By Laurie A. Shuster
The 9/11 Memorial
Reflecting Absence, the World Trade Center memorial designed by architect Michael Arad and landscape architect Peter Walker, is literally and figuratively moving. Established on the footprints of the absent twin towers, the memorial consists of two 1-acre granite reflecting pools with water cascading down all sides. The waterfalls drop for 30 ft, propelled by 16 pumps pushing 600,000 gal. of water; 52,000 gal. of water run over the four sides of the pools every minute. WSP served as the structural engineer for the memorial.

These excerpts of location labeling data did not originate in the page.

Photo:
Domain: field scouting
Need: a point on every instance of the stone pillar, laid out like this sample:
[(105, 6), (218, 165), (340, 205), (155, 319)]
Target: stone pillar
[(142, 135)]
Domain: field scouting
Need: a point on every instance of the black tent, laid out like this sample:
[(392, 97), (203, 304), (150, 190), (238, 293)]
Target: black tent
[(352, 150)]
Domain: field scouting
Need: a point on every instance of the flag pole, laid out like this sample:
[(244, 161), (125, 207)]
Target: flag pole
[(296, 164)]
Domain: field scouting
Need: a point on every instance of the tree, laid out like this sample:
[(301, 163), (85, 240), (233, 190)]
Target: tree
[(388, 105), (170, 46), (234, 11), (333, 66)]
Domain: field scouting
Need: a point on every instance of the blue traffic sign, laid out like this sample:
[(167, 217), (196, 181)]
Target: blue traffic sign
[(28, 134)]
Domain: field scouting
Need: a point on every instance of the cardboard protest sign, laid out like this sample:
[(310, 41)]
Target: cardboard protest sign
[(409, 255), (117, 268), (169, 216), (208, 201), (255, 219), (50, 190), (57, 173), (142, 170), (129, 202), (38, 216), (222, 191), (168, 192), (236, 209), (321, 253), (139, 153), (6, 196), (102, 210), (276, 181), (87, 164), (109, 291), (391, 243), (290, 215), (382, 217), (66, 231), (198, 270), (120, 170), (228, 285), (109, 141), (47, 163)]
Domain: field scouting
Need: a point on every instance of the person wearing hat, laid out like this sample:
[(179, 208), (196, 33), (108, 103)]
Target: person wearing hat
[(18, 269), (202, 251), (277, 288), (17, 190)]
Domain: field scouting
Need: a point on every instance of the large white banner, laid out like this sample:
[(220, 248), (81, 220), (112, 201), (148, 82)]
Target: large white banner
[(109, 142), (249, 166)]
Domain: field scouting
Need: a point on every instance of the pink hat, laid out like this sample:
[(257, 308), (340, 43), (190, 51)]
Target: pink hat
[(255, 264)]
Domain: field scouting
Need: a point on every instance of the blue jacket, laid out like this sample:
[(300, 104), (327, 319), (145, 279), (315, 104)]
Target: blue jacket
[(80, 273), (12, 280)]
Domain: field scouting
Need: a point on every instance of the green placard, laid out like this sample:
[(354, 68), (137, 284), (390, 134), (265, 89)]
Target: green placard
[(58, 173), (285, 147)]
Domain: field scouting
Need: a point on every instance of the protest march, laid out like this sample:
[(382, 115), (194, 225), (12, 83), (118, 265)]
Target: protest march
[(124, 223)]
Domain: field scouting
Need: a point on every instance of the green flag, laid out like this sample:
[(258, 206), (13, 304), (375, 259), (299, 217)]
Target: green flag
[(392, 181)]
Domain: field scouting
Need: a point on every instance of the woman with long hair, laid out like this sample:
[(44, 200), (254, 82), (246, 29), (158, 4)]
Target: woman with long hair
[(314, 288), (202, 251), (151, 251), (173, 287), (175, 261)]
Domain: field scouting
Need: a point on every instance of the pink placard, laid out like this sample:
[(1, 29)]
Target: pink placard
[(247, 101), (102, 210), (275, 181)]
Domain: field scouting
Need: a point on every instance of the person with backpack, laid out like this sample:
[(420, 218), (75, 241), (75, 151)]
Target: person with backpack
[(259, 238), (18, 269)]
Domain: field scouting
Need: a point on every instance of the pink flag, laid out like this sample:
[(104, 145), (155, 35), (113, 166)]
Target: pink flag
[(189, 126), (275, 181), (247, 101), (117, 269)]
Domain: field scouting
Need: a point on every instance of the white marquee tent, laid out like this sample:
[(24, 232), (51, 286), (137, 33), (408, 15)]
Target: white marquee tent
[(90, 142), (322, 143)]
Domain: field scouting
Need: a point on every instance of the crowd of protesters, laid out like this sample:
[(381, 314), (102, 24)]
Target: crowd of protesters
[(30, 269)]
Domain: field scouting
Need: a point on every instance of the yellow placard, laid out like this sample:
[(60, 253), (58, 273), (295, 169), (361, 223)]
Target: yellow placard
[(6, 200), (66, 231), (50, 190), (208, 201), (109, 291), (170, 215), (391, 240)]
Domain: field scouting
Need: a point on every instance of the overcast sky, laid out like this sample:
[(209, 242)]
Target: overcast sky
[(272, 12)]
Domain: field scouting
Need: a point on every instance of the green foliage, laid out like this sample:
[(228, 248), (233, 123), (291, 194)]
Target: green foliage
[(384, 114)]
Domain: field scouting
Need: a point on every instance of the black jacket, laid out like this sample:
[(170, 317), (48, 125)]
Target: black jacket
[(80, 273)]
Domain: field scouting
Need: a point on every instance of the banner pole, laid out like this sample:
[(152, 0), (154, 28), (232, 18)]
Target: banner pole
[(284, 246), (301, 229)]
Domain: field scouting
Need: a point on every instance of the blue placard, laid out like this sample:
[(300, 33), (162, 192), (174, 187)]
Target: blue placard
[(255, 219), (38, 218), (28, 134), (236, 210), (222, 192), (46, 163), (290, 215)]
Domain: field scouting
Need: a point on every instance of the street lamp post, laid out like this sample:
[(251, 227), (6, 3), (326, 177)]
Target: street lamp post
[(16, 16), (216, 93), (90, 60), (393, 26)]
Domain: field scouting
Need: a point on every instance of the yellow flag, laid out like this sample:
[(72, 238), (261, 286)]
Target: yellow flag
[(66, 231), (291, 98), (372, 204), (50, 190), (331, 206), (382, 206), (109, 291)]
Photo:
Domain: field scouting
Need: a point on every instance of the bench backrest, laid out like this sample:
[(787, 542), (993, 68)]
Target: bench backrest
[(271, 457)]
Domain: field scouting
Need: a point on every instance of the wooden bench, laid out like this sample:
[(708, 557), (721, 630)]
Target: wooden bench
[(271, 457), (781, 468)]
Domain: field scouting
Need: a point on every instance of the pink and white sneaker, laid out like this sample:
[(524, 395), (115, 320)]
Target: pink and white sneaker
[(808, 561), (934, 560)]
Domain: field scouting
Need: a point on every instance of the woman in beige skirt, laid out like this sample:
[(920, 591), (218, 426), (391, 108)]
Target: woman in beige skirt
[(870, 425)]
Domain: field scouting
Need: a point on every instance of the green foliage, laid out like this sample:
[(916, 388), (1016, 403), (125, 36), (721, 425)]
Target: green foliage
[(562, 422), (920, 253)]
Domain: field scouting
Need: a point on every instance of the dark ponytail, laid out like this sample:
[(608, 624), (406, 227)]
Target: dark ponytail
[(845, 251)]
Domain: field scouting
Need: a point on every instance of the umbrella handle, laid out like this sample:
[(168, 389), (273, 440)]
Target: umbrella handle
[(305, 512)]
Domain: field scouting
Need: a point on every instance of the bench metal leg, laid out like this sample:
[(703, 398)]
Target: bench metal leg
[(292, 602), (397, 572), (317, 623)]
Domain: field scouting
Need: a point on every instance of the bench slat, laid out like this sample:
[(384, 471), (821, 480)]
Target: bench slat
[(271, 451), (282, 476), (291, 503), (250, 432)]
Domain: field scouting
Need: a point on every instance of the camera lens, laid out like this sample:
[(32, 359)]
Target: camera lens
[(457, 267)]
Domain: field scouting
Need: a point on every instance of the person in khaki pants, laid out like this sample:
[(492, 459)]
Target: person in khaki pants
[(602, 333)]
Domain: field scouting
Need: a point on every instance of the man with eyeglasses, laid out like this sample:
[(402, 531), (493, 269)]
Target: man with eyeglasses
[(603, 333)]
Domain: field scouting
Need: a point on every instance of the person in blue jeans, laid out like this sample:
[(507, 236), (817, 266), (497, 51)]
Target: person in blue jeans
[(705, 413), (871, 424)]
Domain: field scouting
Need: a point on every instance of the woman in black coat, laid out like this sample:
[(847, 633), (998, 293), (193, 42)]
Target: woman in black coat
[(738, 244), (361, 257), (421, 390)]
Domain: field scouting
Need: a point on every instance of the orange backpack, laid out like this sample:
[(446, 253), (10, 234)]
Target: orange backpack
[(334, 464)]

The pools are surrounded by bronze parapets bearing the inscriptions of 2,983 names: the victims of the Sept. 11, 2001, terrorist attacks on the World Trade Center and the Pentagon and aboard Flight 93, which crashed in a field in Pennsylvania, as well as the victims of the WTC bombing on Feb. 26, 1993. The website explains that Arad’s idea for the pools centered on the notion of “absence made visible.” “Although water flows into the voids, they can never be filled. The sound of the cascading water makes the pools a place of tranquility and contemplation separate from the bustling noises of the city.”
The 9/11 Memorial Museum
The museum comprises an at-grade pavilion and a below-ground exhibition structure. Visitors descend to the main exhibition space alongside the Survivors’ Stairs, which were used as an escape route by hundreds of people on 9/11. Two pieces of steel framing remaining from one of the towers, known as the tridents, can be viewed along the descent.
The subterranean museum, constructed on bedrock, houses more than 14,400 physical artifacts, including a portion of the original slurry wall, referred to as the bathtub, that was designed to keep the Hudson River from flooding the site. The bathtub, designed by engineer George Tamaro, P.E., NAE, D.GE(Ret.), Dist.M.ASCE, who worked for Mueser Rutledge Consulting Engineers, was the only structural element at the WTC site to withstand the attack. The museum also includes 7,311 pieces of ephemera and 60 steel fragments and vehicles, including first responder vehicles. The In Memoriam exhibition honors the victims by displaying biographies and profiles, portraits, spoken-word remembrances, and mementos contributed by family members.
The National 9/11 Pentagon Memorial
The National 9/11 Pentagon Memorial, designed by architects Julie Beckman and Keith Kaseman, was constructed along the path that American Airlines Flight 77 took as it was flown into the Pentagon. The 184, 14 ft long memorial units take the form of cantilevered stainless steel, illuminated benches, each inscribed with one victim’s name. The benches are aligned with the Age Wall that begins at a height of 3 in. and rises by 1 in. increments to 71 in., the numbers representing the ages of the youngest and oldest victims from the Pentagon. Those benches that represent the 125 people who died while working or visiting the Pentagon are oriented so that when visitors read their inscribed names, the Pentagon can be seen in the background. Conversely, the names of the 59 victims who died aboard the aircraft are inscribed so that when read, the sky is in view.
The Flight 93 National Memorial
The Flight 93 National Memorial was constructed near Shanksville, Pennsylvania, the site at which a United Airlines plane crashed as its 40 passengers and crew fought to prevent the terrorists who had hijacked the aircraft from using it to attack a site in Washington, D.C. The design, by Paul Murdoch Architects and Nelson Byrd Woltz Landscape Architects, won a design competition and covers 2,200 acres. The memorial includes a visitor center, the Memorial Plaza and Wall of Names, an installation called the Tower of Voices, and walking trails. The visitor center includes a permanent exhibition focused on Flight 93 within the context of the larger terrorist attack. It features artifacts, multimedia presentations, and exhibits recounting the story of the passengers and crew members as well as the response and investigation following the crash.
The Wall of Names is located below the flight path and crash site on the sloped site. Each of the 40 polished, rectangular, white marble stones is inscribed with the name of a passenger or crew member. These are arranged with a slight space between them and at a slight angle to one another, a pattern meant to signify both the individuality of each victim and how they came together to fight the terrorists.
The Tower of Voices is a precast-concrete vertical structure that serves as a visual and audible memorial. C-shaped in plan and 93 ft tall, it holds 40 polished aluminum wind chimes representing the 40 passengers and crew members who died in the crash. (Read “Construction Begins on Flight 93 National Memorial,” Civil Engineering, January 2010, pages 12-13.)
Laurie A. Shuster is the editor in chief of Civil Engineering.
This article first appeared in the September/October 2021 issue of Civil Engineering.